What we do know is that Jones was part of the territorial governments of Missouri and Arizona, was United States Attorney for the New Mexico Territory, was a member of the Hawaiian Privy Council, and was elected to the Missouri State Senate. We also know that Jones was married five different times during the course of his life. This is what we know about his wives:

  • He married his first wife in Missouri and had three children with her. He abandoned them all when he moved west to the New Mexico Territory.
  • He abducted his second wife from Mexico and brought her back to the New Mexico Territory when he was serving as US Attorney. She was twelve years old. When word got back to Washington, DC about what he had done, Jones resigned rather than be fired by President Buchanan, abandoning his young bride and fleeing to the Arizona Territory.
  • In 1864, at the age of forty-nine, Jones married a fifteen year old girl. A year later he abandoned her and moved to Hawaii.
  • His fourth wife was a fifteen-year-old Hawaiian native. He had four children with her. She died at the age of twenty-eight from smallpox, leaving Jones a widower.
  • It’s unclear how old his fifth wife was when they married.  However, we do know that the marriage only lasted two years. His wife filed for divorce, claiming multiple instances of adultery by Jones

By today’s standards, Jones was certainly a pedophile. However, by the standards of 1864 Arizona, where Jones successfully pushed legislation to set the age of consent to sexual intercourse for females at ten years of age, his marriages were copesetic with the law.

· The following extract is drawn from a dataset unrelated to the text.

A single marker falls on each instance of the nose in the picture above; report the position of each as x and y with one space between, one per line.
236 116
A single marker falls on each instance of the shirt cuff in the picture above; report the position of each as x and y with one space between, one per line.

Another law Jones ushered through the Arizona Territory Legislature was a bill outlawing abortion, except in cases where the health of the mother was at risk. But the law isn’t exactly what you might think when you hear about abortion restrictions, In fact, the law passed in 1864 was actually designed to protect women, not control them.

At the time, it was not uncommon for men to injure or kill women in order to do away with an unwanted pregnancy. So, the legislature passed a law designed to protect women from the bad behavior of men. One such law made it illegal for a man to use poison or instruments to induce a pregnant woman to miscarry.

In her “Letters from an American” column, Boston College History Professor Heather Cox Richardson writes:

“In that context, the context of punishing those who secretly administer poison to kill someone, it says that anyone who uses poison or instruments “with the intention to procure the miscarriage of any woman then being with child” would face two to five years in jail, “Provided, that no physician shall be affected by the last clause of this section, who in the discharge of his professional duties deems it necessary to produce the miscarriage of any woman in order to save her life.” 

In other words, the law that the Arizona Supreme Court recently decided was still enforceable as a ban on abortion, was originally passed to protect women from harm caused by men, not to control a woman’s reproductive rights. Regardless, the Arizona Supreme Court said that the Arizona government can use it to restrict the reproductive rights of women throughout the state.

We can argue about who is right in the abortion debate: the pro-life or the pro-choice crowd. That’s a conversation for another day. But no matter which side of the debate you are on, you should be opposed to using these antiquated laws for purposes they were never intended to address. When we start ignoring the purpose of laws and twist them to fit situations they were never intended for, we begin to lose the protections of the laws for which our legal system was designed. Without those protections, we devolve into an authoritarian state, following the arbitrary rule of man rather than the more certain rule of law. That’s not something any of us should want.